Attentats de Paris : l'un des kamikazes lié avec un jihadiste belge de l'Etat islamique

La police scientifique enquête, le 14 novembre 2015, sur le lieu d\'une explosion, boulevard Voltaire, à Paris.
La police scientifique enquête, le 14 novembre 2015, sur le lieu d'une explosion, boulevard Voltaire, à Paris. (WILLIAM ABENHEIM / SIPA)

Le journal "De Standaard" affirme que Brahim Abdeslam, qui s'est fait exploser boulevard Voltaire, a côtoyé le cerveau présumé des attaques déjouées en janvier à Verviers, dans l'est de la Belgique.

L'un des auteurs des attentats meurtriers de Paris a côtoyé, dans le passé, un jihadiste belge notoire du groupe Etat islamique, considéré en Belgique comme le cerveau des attaques déjouées en janvier à Verviers (est), affirme De Standaard (en flamand), lundi 16 novembre. "Les enquêteurs voient un lien avec Verviers", titre le journal en référence à une cellule jihadiste démantelée en janvier, alors qu'elle s'apprêtait à s'attaquer à des policiers ou à des commissariats, quelques jours après les attentats contre Charlie Hebdo.

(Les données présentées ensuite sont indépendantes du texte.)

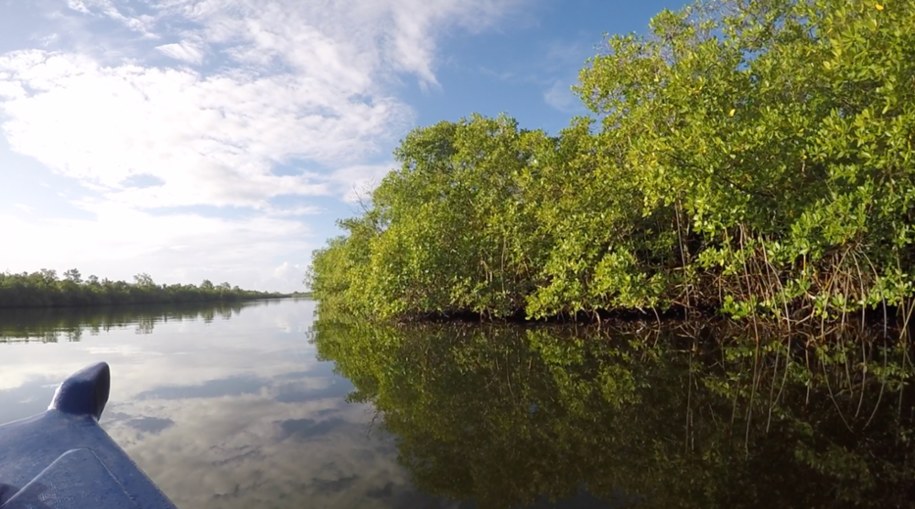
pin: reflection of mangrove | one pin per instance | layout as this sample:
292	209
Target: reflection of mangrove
508	417
69	324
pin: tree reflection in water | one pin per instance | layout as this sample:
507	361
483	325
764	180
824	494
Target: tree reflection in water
693	416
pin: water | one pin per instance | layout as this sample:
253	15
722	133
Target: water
260	406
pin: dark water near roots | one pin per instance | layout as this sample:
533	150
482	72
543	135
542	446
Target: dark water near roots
258	405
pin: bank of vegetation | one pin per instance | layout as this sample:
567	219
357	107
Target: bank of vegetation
746	157
45	289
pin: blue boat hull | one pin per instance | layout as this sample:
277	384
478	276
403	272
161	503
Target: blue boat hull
63	459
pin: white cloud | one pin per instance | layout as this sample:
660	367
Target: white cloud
218	103
120	242
185	51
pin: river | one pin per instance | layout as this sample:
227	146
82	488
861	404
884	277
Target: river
259	405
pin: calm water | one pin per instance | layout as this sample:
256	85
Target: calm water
258	405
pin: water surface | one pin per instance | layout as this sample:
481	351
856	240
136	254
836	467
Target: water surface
259	405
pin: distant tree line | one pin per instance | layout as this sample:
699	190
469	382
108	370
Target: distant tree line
45	289
746	157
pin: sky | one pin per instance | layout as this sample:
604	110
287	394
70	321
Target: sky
223	139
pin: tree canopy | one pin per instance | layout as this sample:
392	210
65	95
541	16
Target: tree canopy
745	156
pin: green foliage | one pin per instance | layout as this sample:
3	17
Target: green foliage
749	156
44	289
501	416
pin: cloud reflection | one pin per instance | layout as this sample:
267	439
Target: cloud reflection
236	412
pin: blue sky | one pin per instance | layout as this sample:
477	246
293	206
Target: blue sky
222	139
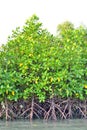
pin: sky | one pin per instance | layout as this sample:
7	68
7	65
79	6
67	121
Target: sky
14	13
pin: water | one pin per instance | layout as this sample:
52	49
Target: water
43	125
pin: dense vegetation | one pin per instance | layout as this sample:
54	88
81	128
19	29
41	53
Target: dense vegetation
42	75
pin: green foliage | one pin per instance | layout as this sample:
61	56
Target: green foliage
35	63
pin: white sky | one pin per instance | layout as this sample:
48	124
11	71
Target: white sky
13	13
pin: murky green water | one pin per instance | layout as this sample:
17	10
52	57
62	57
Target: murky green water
43	125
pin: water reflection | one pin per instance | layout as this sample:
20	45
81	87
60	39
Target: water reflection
43	125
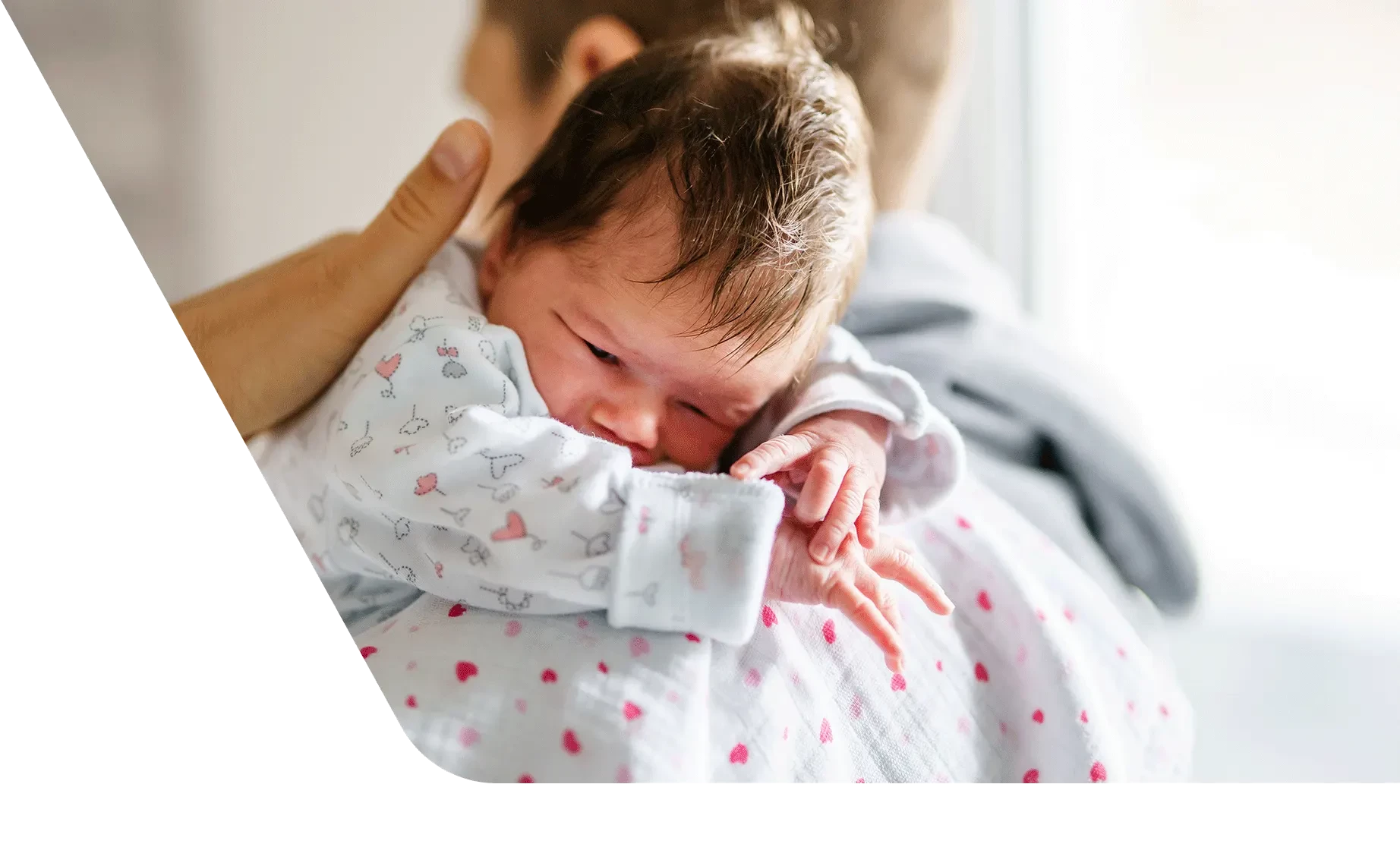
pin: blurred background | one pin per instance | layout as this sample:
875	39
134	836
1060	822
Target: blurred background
1199	197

Selon De Standaard, les noms de Brahim Abdeslam, mort en actionnant une ceinture d'explosifs boulevard Voltaire à Paris vendredi soir, et d'Abdelhamid Abaaoud, considéré comme le commanditaire des attentats projetés par la cellule de Verviers, apparaissent dans plusieurs dossiers criminels de droit commun, pour des faits commis à Bruxelles en 2010 et en 2011.

Le jihadiste aurait réussi à regagner la Syrie

Brahim Abdeslam et Abdelhamid Abaaoud ont tous deux vécu dans la commune bruxelloise de Molenbeek, d'où sont originaires plusieurs suspects dans les attentats de Paris. Abdelhamid Abaaoud, activement recherché dès le lendemain de l'assaut donné par la police contre la cache des jihadistes présumés à Verviers le 15 janvier 2015, avait affirmé avoir réussi à regagner la Syrie, dans Dabiq, média anglophone du groupe Etat islamique (EI).

Egalement connu sous le pseudonyme d'Abou Omar al-Baljiki, Abdelhamid Abaaoud apparaît notamment dans une vidéo où l'EI se vante de commettre des atrocités, s'adressant goguenard à la caméra alors qu'il conduit un véhicule qui tire des cadavres mutilés vers une fosse commune. Il a été condamné, en son absence, à vingt ans de prison en juillet à Bruxelles, dans un procès sur les filières de recrutement de jihadistes belges pour la Syrie.